Die Wurzeln der Blaskapelle Makos liegen in der Militärmusik Burgenland sowie in der Gardemusik Wien, beeinflußt durch die brillante Blasmusik der Spitzenkapellen Moravanka und Mistrinanka.

Der Grundstein für die Blaskapelle Makos wurde dann Ende des Jahres 1981 durch Hans Makos in Zusammenarbeit mit Willy Fantel und dem ORF-Landesstudio Burgenland durch eine Rundfunkproduktion gesetzt.

Durch Rundfunkaufnahmen im Landesstudio Burgenland gelang die Blaskapelle Makos an die Öffentlichkeit. Wegen des besonderen Klangbildes dieser Musikformation entwickelte sich eine enorme Nachfrage nach dem Ensemble. Die Blaskapelle Makos wurde im Burgenland und auch teilweise österreichweit so oft gesendet, dass es sogar manchmal dagegen Proteste gegeben hatte. Durch die dann folgende europaweite Popularität wurde dieses Ensemble bei diversen Blasmusikfesten als musikalischer Höhepunkt engagiert.
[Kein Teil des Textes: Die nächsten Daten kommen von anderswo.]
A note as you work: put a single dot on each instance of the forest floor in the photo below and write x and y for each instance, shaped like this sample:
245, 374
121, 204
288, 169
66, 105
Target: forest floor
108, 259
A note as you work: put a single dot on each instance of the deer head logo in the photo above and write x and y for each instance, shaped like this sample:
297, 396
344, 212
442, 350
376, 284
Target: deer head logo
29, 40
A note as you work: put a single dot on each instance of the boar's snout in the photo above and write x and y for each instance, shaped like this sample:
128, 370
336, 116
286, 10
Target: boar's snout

Die Blaskapelle Makos war eines der ersten Ensembles, die zur signifikanten Verbreitung der böhmisch-mährischen Blasmusik in Österreich beitrug.

Ein Meilenstein im Werdegang der Blaskapelle Makos war die Großveranstaltung "Zehn Jahre Musikhaus Lechner" in Bischofshofen sowie die vielfältigen fördernden Maßnahmen des Instrumentenbauers Martin Lechner, die zum Erfolg und Ansehen der Blaskapelle Makos beigetragen haben.

Die Blaskapelle Makos erfreut sich bei den Liebhabern der böhmisch / mährischen Blasmusik einer großen Beliebtheit, was bei zahlreichen jährlichen Auftritten im In- und Ausland, vollbesetzten Konzertsälen, Festhallen und Feltzelten stets bezeugt wird.
Warum geht beim Straßenumzug der Dirigent immer vor der Blaskapelle? Damit die Autos nicht in die Musiker fahren.